Clinical trials on Percutaneous Coronary Intervention (PCI)

Percutaneous Coronary Intervention (PCI): An Overview

Percutaneous Coronary Intervention (PCI), commonly known as coronary angioplasty, is a non-surgical procedure used to treat the stenotic (narrowed) coronary arteries of the heart found in coronary artery disease. These narrowed arteries are typically the result of a buildup of atherosclerotic plaques. The primary goal of PCI is to enhance blood flow to the heart muscle, thereby reducing symptoms such as chest pain (angina), improving the quality of life, and, in some cases, extending survival.

The procedure involves the insertion of a catheter (a thin flexible tube) into the narrowed part of the artery. A specialized balloon attached to the catheter is then inflated at the site of the blockage, helping to widen the artery and restore arterial blood flow at an optimal level. In most cases, a stent (a small wire mesh tube) is also deployed to keep the artery open.

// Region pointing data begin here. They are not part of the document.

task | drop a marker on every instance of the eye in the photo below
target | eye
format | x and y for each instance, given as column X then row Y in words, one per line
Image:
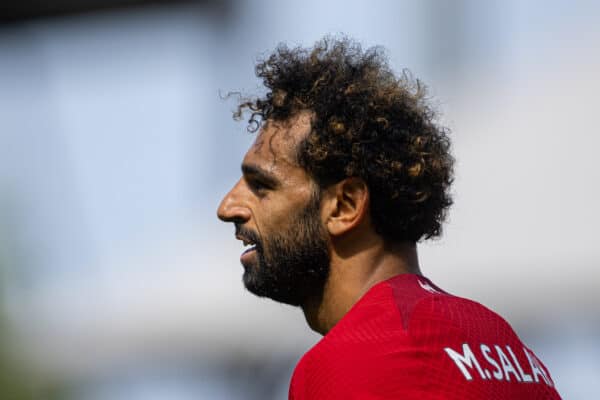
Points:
column 258, row 186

With advancements in medical technology, the materials and techniques used in PCI have significantly evolved, leading to the development of drug-eluting stents that release medication to help prevent the artery from getting blocked again.

  • Minimally Invasive: Compared to coronary artery bypass grafting (CABG), PCI is less invasive, involves a shorter recovery period, and patients can often return to their normal activities shortly after the procedure.
  • Widely Accessible: PCI has become the most common method of coronary revascularization worldwide, thanks to its effectiveness in quickly relieving symptoms of heart disease.
  • Continuous Innovation: Ongoing research and technological advancements continue to improve the outcomes and safety of PCI, making it a continually evolving field within cardiovascular medicine.

In conclusion, Percutaneous Coronary Intervention (PCI) represents a cornerstone in the management of coronary artery disease, offering a lifesaving option for many patients with minimal downtime and improving overall quality of life.

  • CT-EU-00038623

    Study on single drug therapy in heart patients after stent implantation

    This study is for patients with a heart condition called atrial fibrillation who will be getting a type of heart stent, or tiny tube put into a blood vessel, called a Supraflex Stent. After stenting, patients usually have to take many medications to prevent blood clots. However, these medications can also make people bleed more easily, which is not good. The usual strategy is to give patients three of these medications for a week up to a month, then two for up to 6–12 months, and then just one for the long term. In this study, the investigators will try out a different strategy where only one medication is used at a time. For the first month after stenting, an antiplatelet, a medication to stop blood clotting will be given, then after, an anticoagulant, another type of medication to prevent blood clots will be used. The aim is to see if this approach leads to fewer bleeding problems, while still protecting against blood clots.